けれど今、彼女の声には、それだけではない微かな揺れが混じっていた。


「あなた」


アリスが不意に言う。


白いアリスが顔を上げる。


「……何」


「怖いの?」


その問いはあまりにも直球だった。


サラが思わず目を瞬き、ディネが「うわ、聞くんだそこ」と小声で呟く。ノームだけは何も言わず、静かに成り行きを見ていた。


白いアリスはすぐには答えなかった。


ただ、沈みゆく床の奥を見つめたまま、数秒だけ沈黙する。


やがて彼女は、ほんの少しだけ唇を結び、それから淡々と答えた。


「……ええ」


その一言は、思った以上にまっすぐだった。


「この下へ行けば、たぶん私は“ただの残響”ではいられなくなる」


「消えるかもしれないってこと?」


ディネの問いに、白いアリスは頷く。


「あるいは、もっと別の形で壊れるかもしれない」


彼女の身体は、この記録殿の観測層と密接に結びついている。彼女は“選ばれなかった未来の一つ”としてここに固定されている存在だ。だからこそ、この殿堂を離れ、さらに下層の縫路へ踏み込めば、その輪郭は今以上に不安定になる可能性が高い。


「でも」


白いアリスはそこで、一度言葉を切った。


「ここで止まっても、たぶん意味がない」


アリスは何も言わない。


白いアリスは、自分の手を見下ろした。白く、整いすぎた指先。感情の摩耗した、記録の住人の手。

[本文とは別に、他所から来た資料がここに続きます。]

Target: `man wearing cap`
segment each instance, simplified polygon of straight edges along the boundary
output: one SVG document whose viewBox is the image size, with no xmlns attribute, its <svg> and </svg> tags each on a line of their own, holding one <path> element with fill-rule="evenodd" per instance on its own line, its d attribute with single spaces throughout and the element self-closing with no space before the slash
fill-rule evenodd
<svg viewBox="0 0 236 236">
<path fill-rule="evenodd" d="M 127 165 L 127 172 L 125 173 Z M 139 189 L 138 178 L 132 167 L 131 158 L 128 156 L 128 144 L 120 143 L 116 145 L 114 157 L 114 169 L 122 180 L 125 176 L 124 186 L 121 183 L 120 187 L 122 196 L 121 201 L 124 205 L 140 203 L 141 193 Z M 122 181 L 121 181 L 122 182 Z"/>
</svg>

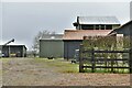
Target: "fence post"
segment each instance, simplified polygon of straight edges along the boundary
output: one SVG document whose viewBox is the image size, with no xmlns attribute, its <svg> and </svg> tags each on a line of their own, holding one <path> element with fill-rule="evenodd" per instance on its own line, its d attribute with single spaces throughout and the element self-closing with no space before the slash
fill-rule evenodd
<svg viewBox="0 0 132 88">
<path fill-rule="evenodd" d="M 130 67 L 130 74 L 132 74 L 132 48 L 130 48 L 130 52 L 129 52 L 129 67 Z"/>
<path fill-rule="evenodd" d="M 91 73 L 95 73 L 95 50 L 91 50 L 91 63 L 92 63 L 92 68 L 91 68 Z"/>
<path fill-rule="evenodd" d="M 79 47 L 79 73 L 84 73 L 84 64 L 82 64 L 82 48 L 84 48 L 84 45 L 80 44 L 80 47 Z"/>
</svg>

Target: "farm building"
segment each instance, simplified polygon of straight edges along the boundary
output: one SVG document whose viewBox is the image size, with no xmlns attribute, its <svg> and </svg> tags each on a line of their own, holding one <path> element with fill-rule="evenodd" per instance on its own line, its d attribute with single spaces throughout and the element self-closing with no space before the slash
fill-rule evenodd
<svg viewBox="0 0 132 88">
<path fill-rule="evenodd" d="M 74 58 L 84 36 L 106 36 L 121 24 L 116 16 L 77 16 L 76 29 L 47 34 L 40 40 L 40 57 Z"/>
<path fill-rule="evenodd" d="M 132 20 L 122 26 L 113 30 L 109 35 L 123 34 L 123 36 L 132 36 Z"/>
<path fill-rule="evenodd" d="M 74 58 L 84 36 L 107 36 L 121 24 L 116 16 L 77 16 L 76 30 L 65 30 L 64 58 Z"/>
<path fill-rule="evenodd" d="M 84 36 L 106 36 L 112 30 L 65 30 L 64 58 L 74 58 L 75 51 L 79 50 Z"/>
<path fill-rule="evenodd" d="M 47 34 L 40 40 L 40 57 L 63 57 L 63 34 Z"/>
<path fill-rule="evenodd" d="M 3 57 L 26 57 L 25 45 L 1 45 Z"/>
</svg>

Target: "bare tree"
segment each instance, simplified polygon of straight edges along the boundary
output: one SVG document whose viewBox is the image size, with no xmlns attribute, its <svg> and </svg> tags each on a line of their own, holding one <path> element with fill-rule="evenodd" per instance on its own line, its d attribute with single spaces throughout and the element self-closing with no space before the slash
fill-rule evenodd
<svg viewBox="0 0 132 88">
<path fill-rule="evenodd" d="M 36 54 L 38 54 L 38 51 L 40 51 L 40 38 L 44 37 L 45 35 L 50 35 L 50 34 L 55 34 L 55 32 L 50 32 L 50 31 L 40 31 L 35 37 L 33 38 L 33 45 L 32 45 L 32 48 L 33 48 L 33 55 L 35 56 Z"/>
</svg>

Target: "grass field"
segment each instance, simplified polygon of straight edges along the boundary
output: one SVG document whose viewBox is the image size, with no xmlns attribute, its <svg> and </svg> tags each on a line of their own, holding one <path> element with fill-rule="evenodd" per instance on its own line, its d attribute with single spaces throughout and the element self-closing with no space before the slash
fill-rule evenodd
<svg viewBox="0 0 132 88">
<path fill-rule="evenodd" d="M 129 86 L 130 74 L 78 73 L 63 58 L 2 58 L 3 86 Z"/>
</svg>

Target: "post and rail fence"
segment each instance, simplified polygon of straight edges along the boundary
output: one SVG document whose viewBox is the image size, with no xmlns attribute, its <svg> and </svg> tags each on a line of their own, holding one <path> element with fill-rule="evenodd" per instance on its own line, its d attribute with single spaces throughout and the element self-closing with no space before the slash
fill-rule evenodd
<svg viewBox="0 0 132 88">
<path fill-rule="evenodd" d="M 100 55 L 97 56 L 97 55 Z M 116 57 L 105 57 L 105 54 L 114 54 Z M 128 57 L 119 57 L 117 55 L 128 54 Z M 111 73 L 114 73 L 114 69 L 128 69 L 132 74 L 132 50 L 127 51 L 106 51 L 106 50 L 85 50 L 84 45 L 80 45 L 79 50 L 79 73 L 84 73 L 85 69 L 90 69 L 91 73 L 95 73 L 96 69 L 111 69 Z M 87 56 L 90 55 L 90 56 Z M 123 65 L 122 63 L 125 63 Z"/>
</svg>

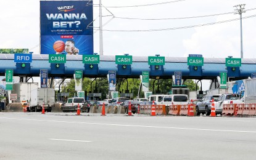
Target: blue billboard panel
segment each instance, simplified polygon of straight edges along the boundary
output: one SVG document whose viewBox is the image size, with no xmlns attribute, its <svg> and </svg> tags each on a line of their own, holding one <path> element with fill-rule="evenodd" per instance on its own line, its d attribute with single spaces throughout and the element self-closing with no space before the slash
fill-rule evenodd
<svg viewBox="0 0 256 160">
<path fill-rule="evenodd" d="M 56 46 L 55 44 L 62 44 Z M 41 54 L 93 55 L 93 37 L 90 35 L 41 36 Z"/>
<path fill-rule="evenodd" d="M 93 54 L 93 10 L 89 2 L 40 1 L 41 54 Z"/>
<path fill-rule="evenodd" d="M 48 80 L 48 70 L 40 70 L 40 80 L 41 80 L 41 87 L 47 88 L 47 82 Z"/>
<path fill-rule="evenodd" d="M 182 80 L 182 72 L 181 71 L 175 71 L 175 86 L 181 86 L 181 80 Z"/>
<path fill-rule="evenodd" d="M 115 91 L 116 85 L 116 71 L 109 71 L 109 90 Z"/>
<path fill-rule="evenodd" d="M 32 62 L 32 54 L 15 54 L 14 62 L 31 63 Z"/>
</svg>

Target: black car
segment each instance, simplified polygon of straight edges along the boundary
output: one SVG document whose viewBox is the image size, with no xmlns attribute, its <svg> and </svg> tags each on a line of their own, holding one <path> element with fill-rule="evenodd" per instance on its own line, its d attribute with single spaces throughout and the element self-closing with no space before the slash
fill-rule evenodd
<svg viewBox="0 0 256 160">
<path fill-rule="evenodd" d="M 122 103 L 121 105 L 125 108 L 125 113 L 128 113 L 129 103 L 131 103 L 131 112 L 134 114 L 138 112 L 138 106 L 141 102 L 138 100 L 126 100 Z"/>
<path fill-rule="evenodd" d="M 81 108 L 81 112 L 87 112 L 90 111 L 91 107 L 93 107 L 94 105 L 97 104 L 97 100 L 88 100 L 83 103 L 82 107 Z"/>
</svg>

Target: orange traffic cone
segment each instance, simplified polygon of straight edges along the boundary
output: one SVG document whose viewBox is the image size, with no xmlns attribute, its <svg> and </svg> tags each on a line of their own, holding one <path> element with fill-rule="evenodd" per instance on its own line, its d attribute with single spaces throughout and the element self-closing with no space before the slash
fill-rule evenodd
<svg viewBox="0 0 256 160">
<path fill-rule="evenodd" d="M 214 99 L 212 98 L 212 107 L 211 107 L 211 117 L 216 117 L 215 106 L 214 105 Z"/>
<path fill-rule="evenodd" d="M 139 114 L 139 111 L 141 111 L 141 109 L 139 108 L 139 105 L 138 105 L 138 114 Z"/>
<path fill-rule="evenodd" d="M 102 111 L 101 112 L 101 116 L 105 116 L 105 103 L 103 103 Z"/>
<path fill-rule="evenodd" d="M 79 103 L 77 105 L 77 112 L 76 115 L 80 115 L 80 106 L 79 106 Z"/>
<path fill-rule="evenodd" d="M 128 116 L 131 116 L 131 102 L 129 102 L 129 107 L 128 107 Z"/>
<path fill-rule="evenodd" d="M 153 100 L 153 104 L 151 106 L 151 116 L 155 116 L 155 102 Z"/>
<path fill-rule="evenodd" d="M 44 105 L 43 105 L 42 114 L 44 114 Z"/>
</svg>

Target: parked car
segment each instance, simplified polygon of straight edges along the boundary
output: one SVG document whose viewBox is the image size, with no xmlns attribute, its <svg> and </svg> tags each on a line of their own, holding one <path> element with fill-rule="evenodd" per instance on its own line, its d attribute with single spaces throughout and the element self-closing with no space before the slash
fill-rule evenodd
<svg viewBox="0 0 256 160">
<path fill-rule="evenodd" d="M 134 114 L 138 113 L 138 106 L 141 103 L 138 100 L 126 100 L 121 105 L 124 106 L 125 113 L 128 113 L 129 103 L 131 103 L 131 112 Z"/>
<path fill-rule="evenodd" d="M 211 113 L 211 108 L 212 103 L 217 102 L 220 95 L 205 95 L 204 96 L 196 105 L 196 114 L 200 115 L 200 113 L 205 113 L 207 116 Z M 212 102 L 213 98 L 214 102 Z"/>
<path fill-rule="evenodd" d="M 222 113 L 224 104 L 230 104 L 230 101 L 237 100 L 238 96 L 236 94 L 222 94 L 221 95 L 215 103 L 216 114 Z"/>
<path fill-rule="evenodd" d="M 110 103 L 109 103 L 109 106 L 120 106 L 123 102 L 130 100 L 126 97 L 115 98 L 111 100 Z"/>
<path fill-rule="evenodd" d="M 93 107 L 94 105 L 96 105 L 97 100 L 88 100 L 83 103 L 82 106 L 81 107 L 81 112 L 87 112 L 90 111 L 91 107 Z"/>
</svg>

「私はずっと、“選ばれなかった未来”を保存する側にいた」


彼女は静かに言う。


「だから、どこかでずっと思っていたの。選ばれた現実というものは、もっと正確で、もっと揺らがなくて、もっと強いものだって」


サラがそっと息を呑む。


白いアリスの声は淡々としているのに、その奥には、今まで見せなかった深い空白があった。


「でもあなたは違った」


彼女はアリスを見る。


「揺れる。迷う。怒る。怖がる。取りこぼすことを恐れて、それでも人を手放さない」


ディネが小さく瞬きをした。


ノームは目を閉じ、静かに頷いている。


「そんな在り方は、記録の上では非効率よ。損失も多いし、誤差も多い。観測的には、綺麗じゃない」


そこで白いアリスは、ほんの少しだけ――本当に少しだけ、苦笑に似たものを見せた。


「……でも、思ったより悪くなかった」


その言葉に、アリスは一瞬だけ目を細める。